Este é o segundo indígena assassinado nos primeiros 30 dias de 2018, entre as demais violências registradas.
Janeiro chega ao fim com dois professores indígenas assassinados – na virada do ano, Marcondes Namblá Xokleng, em Santa Catarina, e cerca de quinze dias depois, Daniel Kabixana Tapirapé. Além destas duas mortes, no dia 21 de janeiro Raimundo Saw Munduruku levou um tiro na perna em Itaituba (PA). Em Rondônia, no dia 30 de janeiro, uma aldeia foi invadida e incendiada. Apesar do costumeiro noticiário envolvendo episódios como estes, Brasil afora, para os Tapirapé se tratou de algo relativamente novo.
Não há registros de crimes praticados por não indígenas contra o povo na história recente, o que assustou as aldeias. Mudanças sociais provocadas pelo fluxo da soja em Confresa (leia mais abaixo) e a discriminação racial são apontadas pelos indígenas e seus aliados como vetores da violência inédita para as gerações mais recentes, as quais o próprio Kabixana, de 37 anos, pertencia. “É muito triste que meu primo foi espancado de pedra por três pessoas não índio (SIC)”, diz uma Tapirapé.

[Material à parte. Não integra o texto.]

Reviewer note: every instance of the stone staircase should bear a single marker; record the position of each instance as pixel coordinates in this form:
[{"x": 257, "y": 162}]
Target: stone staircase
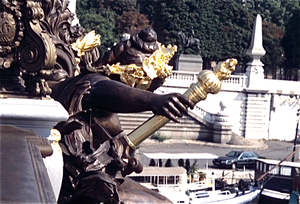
[{"x": 188, "y": 128}]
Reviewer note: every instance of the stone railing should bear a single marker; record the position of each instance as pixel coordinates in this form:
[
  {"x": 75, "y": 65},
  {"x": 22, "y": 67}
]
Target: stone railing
[
  {"x": 203, "y": 114},
  {"x": 184, "y": 79}
]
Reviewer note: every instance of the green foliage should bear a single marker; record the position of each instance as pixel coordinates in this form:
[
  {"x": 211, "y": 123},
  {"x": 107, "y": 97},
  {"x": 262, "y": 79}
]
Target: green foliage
[
  {"x": 159, "y": 137},
  {"x": 291, "y": 44},
  {"x": 223, "y": 27}
]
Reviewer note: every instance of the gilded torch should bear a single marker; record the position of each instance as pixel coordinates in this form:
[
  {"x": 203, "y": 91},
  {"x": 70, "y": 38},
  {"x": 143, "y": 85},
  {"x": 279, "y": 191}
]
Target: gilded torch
[{"x": 208, "y": 82}]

Revolta: povo faz manifestação
Durante os 12 dias de desaparecimento de Daniel Kabixana, as aldeias da Área Indígena Tapirapé/Karajá e da Terra Indígena Urubu Branco se mobilizaram em sua busca, mas foram os próprios assassinos, dois homens e um adolescente, detidos no domingo, que levaram a polícia ao local onde corpo foi abandonado.
Uma irmã do Tapirapé, durante as noites de vigília, sonhou que ele estava perto de um ribeirão. “Por coincidência, esse ribeirão passa perto do local onde o corpo foi encontrado”, conta Eunice Dias de Paula, missionária do Conselho Indigenista Missionário (Cimi) que vive junto aos Tapirapé.
Daniel Kabixana foi enterrado na aldeia Hawalora, onde fica a escola em que lecionava matemática, na Área Indígena Tapirapé/Karajá, às margens do Rio Araguaia. Ele deixa esposa, Fabíola Maremoyo, também professora, e quatro filhas. O Tapirapé era formado em Ciência da Natureza e Matemática pela Universidade do Estado de Mato Grosso (Unemat).
“O fato dele ter sido morto a pedradas causa mais revolta ainda. Um Tapirapé disse: não se mata assim nem cachorro. Estão muito tristes e revoltados! É a primeira vez que acontece algo assim com um Tapirapé”, diz a missionária. Nesta terça-feira, 30, os Tapirapé e os Karajá realizaram uma manifestação em Confresa e em Porto Alegre do Norte.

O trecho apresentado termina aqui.